Just like the homogeneous SIS-model, the heterogeneous SIS-model also tends to an equilibrium. However, because of the difference in resistance between individuals, the endemic prevalence in this equilibrium is no longer equal to Eq. (5) because non-resistant individuals are more likely to become infected than resistant individuals. Consequently, at equilibrium, the susceptible individuals are predominantly of the resistant type, which are less likely to become infected. As a result, the overall endemic prevalence at equilibrium is a bit lower than in the model without heterogeneity [26, 27] and is equal to:

$${P}_{W}^{*}=\frac{{I}_{NW}^{*}+{I}_{RW}^{*}}{N},$$

(6)

and is reached when both host types have reached their equilibrium [4], i.e.:

$${R}_{NW}{S}_{N}^{*}\frac{{I}_{W}^{*}}{N}={I}_{NW}^{*}\, \mathrm{and} \,{R}_{RW}{S}_{R}^{*}\frac{{I}_{W}^{*}}{N}={I}_{RW}^{*}.$$

(7)

Solving Eqs. (6) and (7) using \({S}_{N}^{*}=\left(1-{f}_{R}\right)N-{I}_{NW}^{*}\) and \({S}_{R}^{*}={f}_{R}N-{I}_{RW}^{*}\), results in equilibrium solutions for the endemic prevalence in both host types and for the overall endemic prevalence in the population. The resulting equations are complex and are given in Appendix 2, together with detailed derivations (Eqs. 20, 21, 22, 23, 24, 25, and 26). We will use figures to illustrate the results.
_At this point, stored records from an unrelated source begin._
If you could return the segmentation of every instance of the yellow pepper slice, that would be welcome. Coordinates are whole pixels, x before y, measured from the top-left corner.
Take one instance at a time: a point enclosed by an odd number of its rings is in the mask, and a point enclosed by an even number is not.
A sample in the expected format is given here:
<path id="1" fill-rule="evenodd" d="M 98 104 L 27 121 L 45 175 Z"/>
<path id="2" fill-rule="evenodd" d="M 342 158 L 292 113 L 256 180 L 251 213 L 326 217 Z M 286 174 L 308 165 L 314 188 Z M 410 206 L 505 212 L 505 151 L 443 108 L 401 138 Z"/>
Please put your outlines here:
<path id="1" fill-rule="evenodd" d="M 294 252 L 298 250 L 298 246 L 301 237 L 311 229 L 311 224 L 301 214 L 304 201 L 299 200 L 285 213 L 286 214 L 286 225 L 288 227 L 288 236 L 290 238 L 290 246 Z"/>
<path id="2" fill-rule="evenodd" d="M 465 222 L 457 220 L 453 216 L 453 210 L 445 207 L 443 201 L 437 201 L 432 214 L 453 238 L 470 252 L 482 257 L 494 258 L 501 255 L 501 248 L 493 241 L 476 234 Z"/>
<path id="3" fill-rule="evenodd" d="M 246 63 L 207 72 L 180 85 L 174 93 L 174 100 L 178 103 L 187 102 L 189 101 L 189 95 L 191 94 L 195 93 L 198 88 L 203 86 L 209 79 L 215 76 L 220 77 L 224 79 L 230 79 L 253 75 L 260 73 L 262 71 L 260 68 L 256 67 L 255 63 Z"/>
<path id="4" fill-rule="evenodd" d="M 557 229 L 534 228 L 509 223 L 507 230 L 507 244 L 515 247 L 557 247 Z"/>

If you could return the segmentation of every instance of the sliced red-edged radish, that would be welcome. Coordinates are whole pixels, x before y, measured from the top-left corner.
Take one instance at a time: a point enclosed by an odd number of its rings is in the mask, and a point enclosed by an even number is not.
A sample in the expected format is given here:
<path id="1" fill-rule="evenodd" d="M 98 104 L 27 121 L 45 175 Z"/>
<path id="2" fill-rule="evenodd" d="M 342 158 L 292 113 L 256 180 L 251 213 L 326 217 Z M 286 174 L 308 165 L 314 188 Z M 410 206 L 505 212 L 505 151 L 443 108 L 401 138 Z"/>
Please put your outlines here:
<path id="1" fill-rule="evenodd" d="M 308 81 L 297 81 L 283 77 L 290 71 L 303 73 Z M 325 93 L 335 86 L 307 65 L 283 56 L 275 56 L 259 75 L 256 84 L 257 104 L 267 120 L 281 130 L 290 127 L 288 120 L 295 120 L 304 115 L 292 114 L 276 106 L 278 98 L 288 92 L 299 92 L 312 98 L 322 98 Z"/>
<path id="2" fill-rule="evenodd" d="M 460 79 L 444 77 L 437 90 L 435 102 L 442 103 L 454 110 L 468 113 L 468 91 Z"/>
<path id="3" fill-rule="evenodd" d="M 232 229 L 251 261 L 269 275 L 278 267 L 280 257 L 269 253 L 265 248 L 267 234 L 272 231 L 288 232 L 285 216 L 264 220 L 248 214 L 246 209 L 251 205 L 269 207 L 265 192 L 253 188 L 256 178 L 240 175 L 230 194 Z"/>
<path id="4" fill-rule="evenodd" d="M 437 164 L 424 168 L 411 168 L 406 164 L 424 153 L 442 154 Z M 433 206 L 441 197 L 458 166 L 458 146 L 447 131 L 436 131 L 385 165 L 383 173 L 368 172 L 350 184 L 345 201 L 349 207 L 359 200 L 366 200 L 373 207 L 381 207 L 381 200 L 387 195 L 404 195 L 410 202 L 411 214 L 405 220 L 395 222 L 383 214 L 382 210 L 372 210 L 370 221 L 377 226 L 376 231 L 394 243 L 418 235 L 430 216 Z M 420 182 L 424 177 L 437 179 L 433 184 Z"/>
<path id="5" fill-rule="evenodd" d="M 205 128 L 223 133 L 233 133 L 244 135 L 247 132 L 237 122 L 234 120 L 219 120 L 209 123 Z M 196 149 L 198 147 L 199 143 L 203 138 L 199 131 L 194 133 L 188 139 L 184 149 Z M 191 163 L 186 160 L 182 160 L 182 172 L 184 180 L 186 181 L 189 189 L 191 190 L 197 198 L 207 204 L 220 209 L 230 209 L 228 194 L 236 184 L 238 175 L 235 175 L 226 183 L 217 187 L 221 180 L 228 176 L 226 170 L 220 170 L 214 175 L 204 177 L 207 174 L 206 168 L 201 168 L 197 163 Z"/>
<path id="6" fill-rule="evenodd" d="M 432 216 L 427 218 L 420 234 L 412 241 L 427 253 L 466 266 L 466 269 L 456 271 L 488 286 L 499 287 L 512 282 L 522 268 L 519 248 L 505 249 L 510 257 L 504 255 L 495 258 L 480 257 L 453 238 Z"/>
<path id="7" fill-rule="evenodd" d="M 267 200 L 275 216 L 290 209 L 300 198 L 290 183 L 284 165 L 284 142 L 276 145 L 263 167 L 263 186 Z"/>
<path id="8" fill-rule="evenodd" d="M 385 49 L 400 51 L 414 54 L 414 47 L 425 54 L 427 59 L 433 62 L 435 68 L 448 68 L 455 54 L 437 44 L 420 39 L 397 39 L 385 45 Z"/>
### Results for the heterogeneous SIS-model with host resistance to wild-type infection

We consider the situation where the wild-type pathogen is endemic in a non-resistant host population, while the infection is absent in a population where all individuals have the resistant genotype due to herd immunity (\({R}_{0}<1\)). This represents the most beneficial situation for genetic selection for host resistance, because it will lead to eradication of the infection (in this section, escape mutants are ignored). This situation corresponds to \({R}_{NW}>1\), so that \({R}_{0}>1\) when \({f}_{R}=0\), i.e. the infection is endemic in a non-resistant host population, and \({R}_{RW}<1\), so that \({R}_{0}<1\) when \({f}_{R}=1\), i.e. the infection is absent in a resistant host population. Note that \({R}_{RW}<1\) results in the infection to be absent because of herd immunity, but this does not imply that resistant individuals cannot get infected at all (see also results below). We will also show a situation where \({R}_{RW}>1\), to illustrate what will happen when the resistance is not sufficient to fully eradicate the infection.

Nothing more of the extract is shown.